The focus is now firmly on Uhuru, his brother Raila Odinga and friend Senator Gideon Moi. The two will share in the failures of Uhuru’s presidency while Ruto may escape the harsh verdict of the people.

He now has the best opportunity to bond with the electorate and connect with their concerns. Outside government, he will understand much better the suffering of the ordinary Kenyan and establish how they wish to be governed better.

The government has withdrawn a lot of state largesse from Ruto, the nominal Deputy President. His office is now listed within the presidency with no independent budget following the Executive Order 1 of 2020.

Ruto now most likely relies heavily on his personal resources to push his presidential agenda. These circumstances will compel him to reach out to potential financiers and lobbyists. He will have to convince the business community that he is pro-capital. This will help him move away from the image of the lord of corruption as his opponents have painted him.

Outside government, he is now accessible to a large pool of young talented, skilled but unemployed youth. This population has little to celebrate about the Uhuru government. Ruto has demonstrated empathy for them during this Covid-19 pandemic by distributing business equipment to select groups.

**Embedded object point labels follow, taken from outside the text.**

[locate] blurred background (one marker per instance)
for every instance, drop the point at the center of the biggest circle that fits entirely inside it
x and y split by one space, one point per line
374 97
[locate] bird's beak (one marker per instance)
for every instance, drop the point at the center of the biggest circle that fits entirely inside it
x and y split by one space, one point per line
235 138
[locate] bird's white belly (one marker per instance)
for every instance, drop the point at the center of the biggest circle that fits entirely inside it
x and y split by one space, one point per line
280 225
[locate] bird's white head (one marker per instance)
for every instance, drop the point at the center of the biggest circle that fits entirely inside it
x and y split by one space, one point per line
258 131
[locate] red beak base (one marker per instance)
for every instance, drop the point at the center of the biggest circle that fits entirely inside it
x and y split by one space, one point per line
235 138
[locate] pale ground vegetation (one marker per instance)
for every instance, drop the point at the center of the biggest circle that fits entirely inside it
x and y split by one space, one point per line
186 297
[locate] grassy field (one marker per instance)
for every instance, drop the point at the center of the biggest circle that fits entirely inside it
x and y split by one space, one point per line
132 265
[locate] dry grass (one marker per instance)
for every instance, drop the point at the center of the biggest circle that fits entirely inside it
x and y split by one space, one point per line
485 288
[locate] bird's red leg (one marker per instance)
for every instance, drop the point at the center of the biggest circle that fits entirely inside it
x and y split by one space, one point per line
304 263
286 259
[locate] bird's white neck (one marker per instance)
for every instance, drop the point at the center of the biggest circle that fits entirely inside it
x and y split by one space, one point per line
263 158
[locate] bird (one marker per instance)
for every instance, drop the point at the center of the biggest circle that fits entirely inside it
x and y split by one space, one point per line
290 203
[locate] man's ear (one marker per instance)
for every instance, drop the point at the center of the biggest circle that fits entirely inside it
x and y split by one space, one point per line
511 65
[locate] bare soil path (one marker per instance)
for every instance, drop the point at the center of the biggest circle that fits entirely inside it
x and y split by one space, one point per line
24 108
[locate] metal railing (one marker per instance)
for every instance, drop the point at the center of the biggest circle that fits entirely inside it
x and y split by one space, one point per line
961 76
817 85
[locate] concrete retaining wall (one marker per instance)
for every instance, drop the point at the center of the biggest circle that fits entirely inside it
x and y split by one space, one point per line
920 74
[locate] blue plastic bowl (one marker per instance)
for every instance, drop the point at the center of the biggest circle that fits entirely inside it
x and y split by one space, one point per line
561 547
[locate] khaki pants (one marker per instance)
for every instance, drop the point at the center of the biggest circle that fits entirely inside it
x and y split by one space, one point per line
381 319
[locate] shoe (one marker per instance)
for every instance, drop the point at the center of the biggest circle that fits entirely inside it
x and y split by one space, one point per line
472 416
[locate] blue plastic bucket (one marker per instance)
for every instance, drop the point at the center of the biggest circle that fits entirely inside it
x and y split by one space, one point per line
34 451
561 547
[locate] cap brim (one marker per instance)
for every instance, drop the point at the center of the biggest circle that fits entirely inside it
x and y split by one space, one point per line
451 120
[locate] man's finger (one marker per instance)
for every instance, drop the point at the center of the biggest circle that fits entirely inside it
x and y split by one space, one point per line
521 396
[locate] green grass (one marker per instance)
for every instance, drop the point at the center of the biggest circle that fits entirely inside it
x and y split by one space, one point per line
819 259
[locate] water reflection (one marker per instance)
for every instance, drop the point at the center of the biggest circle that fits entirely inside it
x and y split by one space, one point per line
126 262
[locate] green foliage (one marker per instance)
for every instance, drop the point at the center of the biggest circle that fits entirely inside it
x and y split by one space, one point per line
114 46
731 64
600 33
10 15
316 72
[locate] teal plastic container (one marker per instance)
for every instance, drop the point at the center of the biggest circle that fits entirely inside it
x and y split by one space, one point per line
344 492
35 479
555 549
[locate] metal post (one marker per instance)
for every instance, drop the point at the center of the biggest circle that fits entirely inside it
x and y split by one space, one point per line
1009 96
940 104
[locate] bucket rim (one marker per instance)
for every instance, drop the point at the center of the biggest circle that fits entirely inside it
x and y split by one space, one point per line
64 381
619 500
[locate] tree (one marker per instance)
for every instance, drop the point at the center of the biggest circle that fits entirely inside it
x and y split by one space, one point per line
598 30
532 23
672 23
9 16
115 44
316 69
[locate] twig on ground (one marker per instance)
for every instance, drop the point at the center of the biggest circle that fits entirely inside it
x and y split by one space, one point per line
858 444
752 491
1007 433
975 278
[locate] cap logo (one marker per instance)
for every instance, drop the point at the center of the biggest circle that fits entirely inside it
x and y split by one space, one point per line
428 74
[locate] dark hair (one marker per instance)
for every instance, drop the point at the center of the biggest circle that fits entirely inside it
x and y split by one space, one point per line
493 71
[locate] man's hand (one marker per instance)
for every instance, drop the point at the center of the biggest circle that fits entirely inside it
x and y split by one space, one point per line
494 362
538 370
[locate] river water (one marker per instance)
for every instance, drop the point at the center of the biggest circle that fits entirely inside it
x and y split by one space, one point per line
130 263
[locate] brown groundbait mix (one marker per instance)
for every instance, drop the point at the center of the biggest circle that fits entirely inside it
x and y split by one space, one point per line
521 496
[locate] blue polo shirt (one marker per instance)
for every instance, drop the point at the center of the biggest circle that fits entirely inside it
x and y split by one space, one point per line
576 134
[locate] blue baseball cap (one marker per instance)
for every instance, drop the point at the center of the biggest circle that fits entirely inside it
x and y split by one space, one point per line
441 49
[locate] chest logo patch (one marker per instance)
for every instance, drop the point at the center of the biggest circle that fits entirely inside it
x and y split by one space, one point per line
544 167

They relish an opportunity to showcase their expertise and teach the incumbents a lesson. These are the warriors who will design his messages that resonate with the youth. They will seek out and deliver the vote. In fact, they are capable of manufacturing the vote as well.

Ruto’s wealth has endeared him to women and the church. Women remain an unpredictable constituency in elections. Through civic education, they feel politically emancipated. However, the structural fabric of the society in terms of economic and leadership enterprise still marginalises them

This makes them rebellious at electoral moments. Through the Joyful Women Movement linked to his wife Rachel Ruto, he has lent a helping hand to many women's economic activities. He has thus developed a strong relationship with the womenfolk which can be easily enhanced while outside government.

Finally, Ruto now has the perfect chance to play the victim card. He should be able to demonstrate that he delivered  for Raila in 2007 but was not adequately rewarded. In 2013 and 2017, he delivered the presidency to Uhuru and got persecuted instead.

He should demonstrate that he has been sinned against and his trust betrayed by close allies. That his sincerity has been mistaken for naivety.

You never know.  Kenyans may just vote for him and he becomes the Fifth President.